For people like Ellen Perry, traveling around Orange County is more difficult than it is for most individuals. Perry has cerebral palsy and cannot get to – or into – many locations that physically able people can visit.
To help those with physical disabilities navigate Orange County, she worked with the Chapel Hill/Orange County Visitors Bureau to create the 2015-2016 Chapel Hill/Orange County Access Guide, now available at local visitors centers and at visitchapelhill.org. It will be published every two years.
“I wanted to see the guide published because of the growing number of travelers with disabilities,” said Laurie Paolicelli, the bureau’s executive director. The project started after Perry stopped by one day, and it took about a year to complete.
The guide is meant to accompany the Chapel Hill/Orange County Visitors Guide.
Never miss a local story.
Perry, who uses an electric wheelchair, personally visited all of the locations in the guide to determine if they were accessible.
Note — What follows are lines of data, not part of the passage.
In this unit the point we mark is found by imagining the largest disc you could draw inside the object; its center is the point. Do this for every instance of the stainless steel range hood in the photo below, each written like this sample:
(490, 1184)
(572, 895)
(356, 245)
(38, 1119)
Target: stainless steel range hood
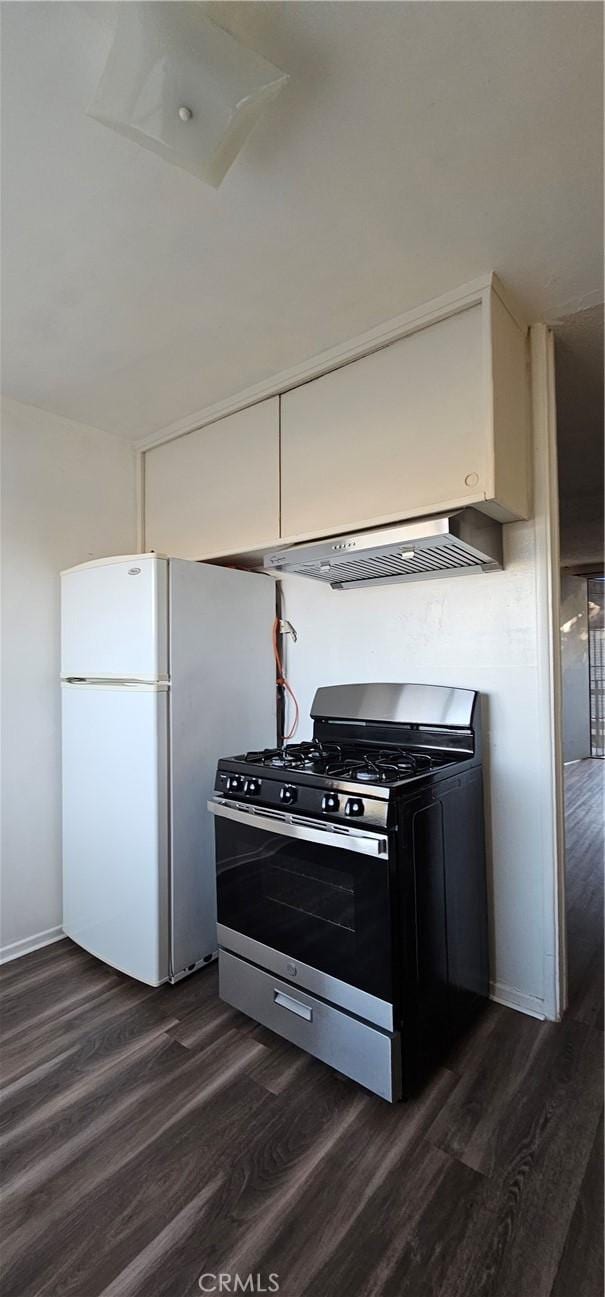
(445, 545)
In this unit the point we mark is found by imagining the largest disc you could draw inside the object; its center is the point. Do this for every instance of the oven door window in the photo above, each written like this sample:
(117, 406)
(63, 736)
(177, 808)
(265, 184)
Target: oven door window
(316, 903)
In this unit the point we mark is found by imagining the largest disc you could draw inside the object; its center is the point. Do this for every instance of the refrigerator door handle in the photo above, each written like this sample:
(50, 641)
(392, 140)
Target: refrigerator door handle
(91, 682)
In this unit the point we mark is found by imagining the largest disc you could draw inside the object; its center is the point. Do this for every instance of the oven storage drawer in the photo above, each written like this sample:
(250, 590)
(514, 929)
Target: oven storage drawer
(365, 1053)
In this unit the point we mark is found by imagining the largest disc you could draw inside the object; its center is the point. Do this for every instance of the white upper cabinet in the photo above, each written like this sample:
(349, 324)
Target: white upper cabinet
(435, 420)
(216, 492)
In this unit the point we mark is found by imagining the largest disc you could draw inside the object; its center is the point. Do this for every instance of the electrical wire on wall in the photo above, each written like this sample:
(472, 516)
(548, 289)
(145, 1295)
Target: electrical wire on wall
(281, 680)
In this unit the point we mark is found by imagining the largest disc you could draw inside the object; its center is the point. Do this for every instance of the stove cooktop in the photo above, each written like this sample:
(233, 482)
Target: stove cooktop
(351, 761)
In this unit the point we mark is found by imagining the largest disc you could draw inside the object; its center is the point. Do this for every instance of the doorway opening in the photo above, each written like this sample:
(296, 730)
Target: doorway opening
(579, 383)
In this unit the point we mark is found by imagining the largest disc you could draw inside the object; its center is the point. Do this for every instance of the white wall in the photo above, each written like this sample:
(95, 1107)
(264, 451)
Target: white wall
(68, 496)
(574, 668)
(486, 632)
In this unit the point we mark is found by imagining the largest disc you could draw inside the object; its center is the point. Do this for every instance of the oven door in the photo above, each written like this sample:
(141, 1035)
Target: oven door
(317, 894)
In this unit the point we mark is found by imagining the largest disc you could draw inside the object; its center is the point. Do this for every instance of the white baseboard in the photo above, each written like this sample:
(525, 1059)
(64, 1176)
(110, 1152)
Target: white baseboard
(514, 999)
(30, 943)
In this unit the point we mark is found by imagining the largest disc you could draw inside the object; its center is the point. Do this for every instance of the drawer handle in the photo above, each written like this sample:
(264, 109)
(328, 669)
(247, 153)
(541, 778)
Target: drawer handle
(287, 1001)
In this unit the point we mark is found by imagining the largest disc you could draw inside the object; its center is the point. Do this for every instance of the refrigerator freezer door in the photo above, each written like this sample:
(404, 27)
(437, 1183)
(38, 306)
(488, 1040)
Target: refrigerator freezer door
(114, 619)
(116, 870)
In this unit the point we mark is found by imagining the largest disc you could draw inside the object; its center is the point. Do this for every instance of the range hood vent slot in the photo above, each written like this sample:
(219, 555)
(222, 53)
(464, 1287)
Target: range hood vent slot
(447, 545)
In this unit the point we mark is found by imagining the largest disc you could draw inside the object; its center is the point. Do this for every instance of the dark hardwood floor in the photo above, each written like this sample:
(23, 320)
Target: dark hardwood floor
(151, 1138)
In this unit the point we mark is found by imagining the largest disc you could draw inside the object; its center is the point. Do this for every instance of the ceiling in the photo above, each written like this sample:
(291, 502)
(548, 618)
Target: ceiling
(414, 148)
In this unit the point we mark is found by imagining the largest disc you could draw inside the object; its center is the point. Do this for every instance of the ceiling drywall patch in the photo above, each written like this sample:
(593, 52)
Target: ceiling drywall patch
(178, 84)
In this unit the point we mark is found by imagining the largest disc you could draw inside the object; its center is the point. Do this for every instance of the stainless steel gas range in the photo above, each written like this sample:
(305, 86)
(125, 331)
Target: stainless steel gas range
(351, 881)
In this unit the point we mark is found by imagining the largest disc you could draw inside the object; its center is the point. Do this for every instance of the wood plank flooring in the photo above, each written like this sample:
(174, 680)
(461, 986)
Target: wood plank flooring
(151, 1138)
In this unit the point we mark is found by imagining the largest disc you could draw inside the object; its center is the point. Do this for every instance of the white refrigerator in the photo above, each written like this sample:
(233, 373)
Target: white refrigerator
(166, 664)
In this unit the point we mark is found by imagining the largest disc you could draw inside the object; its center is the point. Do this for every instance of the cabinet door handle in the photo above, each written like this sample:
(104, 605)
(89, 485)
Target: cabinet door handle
(287, 1001)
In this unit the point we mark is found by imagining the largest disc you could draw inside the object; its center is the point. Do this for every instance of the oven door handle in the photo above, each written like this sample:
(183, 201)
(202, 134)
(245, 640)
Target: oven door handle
(297, 826)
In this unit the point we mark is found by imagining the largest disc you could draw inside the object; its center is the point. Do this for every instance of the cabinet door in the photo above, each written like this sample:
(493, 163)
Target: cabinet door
(400, 432)
(216, 490)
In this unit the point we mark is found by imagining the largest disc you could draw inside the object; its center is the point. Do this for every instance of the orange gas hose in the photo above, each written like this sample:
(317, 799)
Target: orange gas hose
(282, 680)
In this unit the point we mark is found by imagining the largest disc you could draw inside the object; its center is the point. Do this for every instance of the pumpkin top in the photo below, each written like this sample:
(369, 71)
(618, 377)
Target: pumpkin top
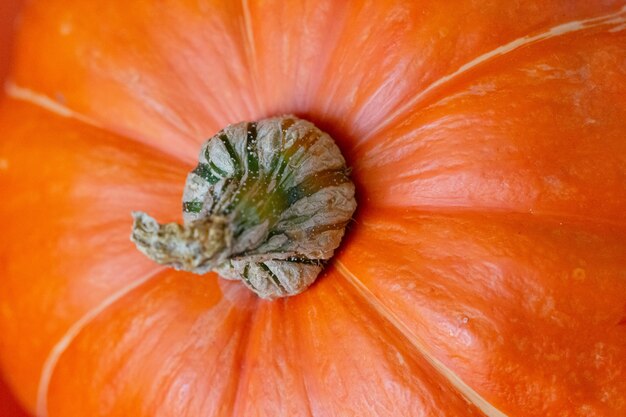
(267, 204)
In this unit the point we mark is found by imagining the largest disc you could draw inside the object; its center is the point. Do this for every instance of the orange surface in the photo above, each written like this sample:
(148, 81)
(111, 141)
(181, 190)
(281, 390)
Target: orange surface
(485, 271)
(8, 11)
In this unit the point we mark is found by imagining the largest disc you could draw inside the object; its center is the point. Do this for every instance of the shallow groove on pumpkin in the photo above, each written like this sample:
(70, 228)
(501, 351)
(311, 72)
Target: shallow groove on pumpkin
(471, 395)
(24, 94)
(71, 334)
(615, 21)
(44, 102)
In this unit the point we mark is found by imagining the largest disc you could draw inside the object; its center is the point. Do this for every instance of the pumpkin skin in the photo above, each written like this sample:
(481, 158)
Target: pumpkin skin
(485, 273)
(8, 12)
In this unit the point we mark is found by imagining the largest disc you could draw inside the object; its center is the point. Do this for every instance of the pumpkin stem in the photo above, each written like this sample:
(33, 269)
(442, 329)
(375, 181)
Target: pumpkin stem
(195, 247)
(267, 204)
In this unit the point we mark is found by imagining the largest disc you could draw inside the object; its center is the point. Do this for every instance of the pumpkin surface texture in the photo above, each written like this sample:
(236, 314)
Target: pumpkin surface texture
(483, 273)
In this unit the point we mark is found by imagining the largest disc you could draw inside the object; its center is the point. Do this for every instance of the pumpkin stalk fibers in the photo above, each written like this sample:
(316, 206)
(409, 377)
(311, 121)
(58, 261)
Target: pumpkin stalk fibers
(267, 204)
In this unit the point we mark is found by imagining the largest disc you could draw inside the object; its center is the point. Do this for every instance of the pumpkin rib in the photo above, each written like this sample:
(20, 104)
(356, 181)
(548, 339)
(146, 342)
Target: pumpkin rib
(44, 102)
(248, 37)
(72, 332)
(516, 306)
(614, 19)
(471, 395)
(72, 160)
(543, 133)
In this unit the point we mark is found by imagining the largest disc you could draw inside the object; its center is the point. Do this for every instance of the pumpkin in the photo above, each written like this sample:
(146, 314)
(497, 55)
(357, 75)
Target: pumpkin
(484, 271)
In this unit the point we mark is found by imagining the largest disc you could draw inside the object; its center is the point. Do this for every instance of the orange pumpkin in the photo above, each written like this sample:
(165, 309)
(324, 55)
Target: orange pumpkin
(484, 273)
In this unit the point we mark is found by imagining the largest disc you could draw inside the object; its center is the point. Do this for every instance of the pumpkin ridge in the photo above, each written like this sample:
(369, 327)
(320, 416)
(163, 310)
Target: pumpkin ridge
(251, 54)
(455, 381)
(614, 19)
(44, 102)
(72, 333)
(244, 348)
(542, 215)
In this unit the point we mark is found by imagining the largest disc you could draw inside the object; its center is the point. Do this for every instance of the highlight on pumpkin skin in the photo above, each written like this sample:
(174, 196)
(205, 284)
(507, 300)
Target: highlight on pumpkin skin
(267, 204)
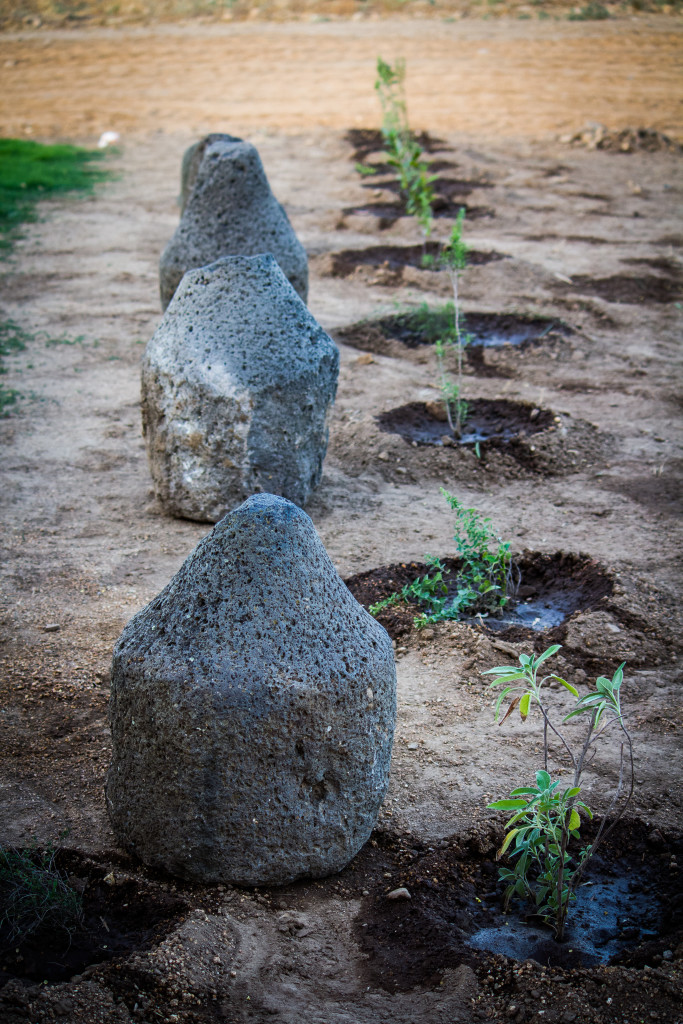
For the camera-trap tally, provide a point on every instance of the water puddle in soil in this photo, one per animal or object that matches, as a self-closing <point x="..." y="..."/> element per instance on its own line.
<point x="552" y="588"/>
<point x="487" y="420"/>
<point x="609" y="914"/>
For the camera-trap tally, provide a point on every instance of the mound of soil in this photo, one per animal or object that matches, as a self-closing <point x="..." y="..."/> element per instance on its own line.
<point x="552" y="589"/>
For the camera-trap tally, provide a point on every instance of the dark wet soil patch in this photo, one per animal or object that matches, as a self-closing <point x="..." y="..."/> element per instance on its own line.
<point x="414" y="330"/>
<point x="446" y="189"/>
<point x="487" y="421"/>
<point x="392" y="260"/>
<point x="551" y="589"/>
<point x="120" y="914"/>
<point x="639" y="289"/>
<point x="388" y="213"/>
<point x="367" y="140"/>
<point x="629" y="912"/>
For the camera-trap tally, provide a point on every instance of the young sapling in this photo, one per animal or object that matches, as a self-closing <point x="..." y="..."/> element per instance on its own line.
<point x="403" y="152"/>
<point x="546" y="817"/>
<point x="482" y="586"/>
<point x="454" y="258"/>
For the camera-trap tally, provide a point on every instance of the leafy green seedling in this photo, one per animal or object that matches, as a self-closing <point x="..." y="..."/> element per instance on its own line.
<point x="31" y="171"/>
<point x="482" y="586"/>
<point x="35" y="894"/>
<point x="454" y="258"/>
<point x="403" y="152"/>
<point x="545" y="816"/>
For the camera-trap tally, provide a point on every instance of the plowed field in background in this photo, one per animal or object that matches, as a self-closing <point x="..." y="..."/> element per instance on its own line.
<point x="486" y="78"/>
The guide contains a description of different Orange County communities, an explanation of how it should be used, information about the accessibility of various locations, and parking maps.
The accessibility of a location is described using abbreviations such as NAW (not accessible by wheelchair), AWA (accessible with assistance inside), and DCT (diaper changing table).
Listings include the location’s phone number, town, and a few sentences elaborating on any accessibility issues or amenities. Although the guide mainly addresses wheelchair accessibility, it also includes advice for those with visual impairments and strollers.
Perry thinks Orange County is about as accessible as other counties. She hopes the guide “will let people know what is accessible and what isn’t so that people can better enjoy their visits to Orange County,” she said, and “let people know the nifty things that are happening for greater accessibility in Orange County.”
Paolicelli noted the guide is being released in conjunction with the 25th anniversary of the Americans with Disabilities Act.
“This is a milestone year that we should all be aware of,” she said. “The Visitors Bureau is proud to be part of elevating the level of services we are providing people with disabilities by producing this guide [for] the area.”
Valarie Schwartz, a local writer, helped prepare the guide with Perry. She said that an accessibility guide is important because, “for people using assistive devices, whether it’s a wheelchair, crutches, or a walker, opening weighted doors into businesses and into the restrooms of venues can be a nightmare.”
For example, she explained: “Jst because a public restroom meets ADA standards does not mean that it will accommodate everybody – especially if there’s nobody to assist when a light switch is too high to be reached from a wheelchair, the soap dispenser is too far away, or the paper towels are too high.”
Schwartz says visiting the locations in the guide helped show the owners of the sites how they could make them more accessible. UNC in particular, she said, “was great to work with” because staff members fixed accessibility issues quickly.
“Until we experience diminished capacity ourselves, it’s very hard to have that perspective,” she said. “So it was heartening to find open-minded and accommodating business owners and managers.”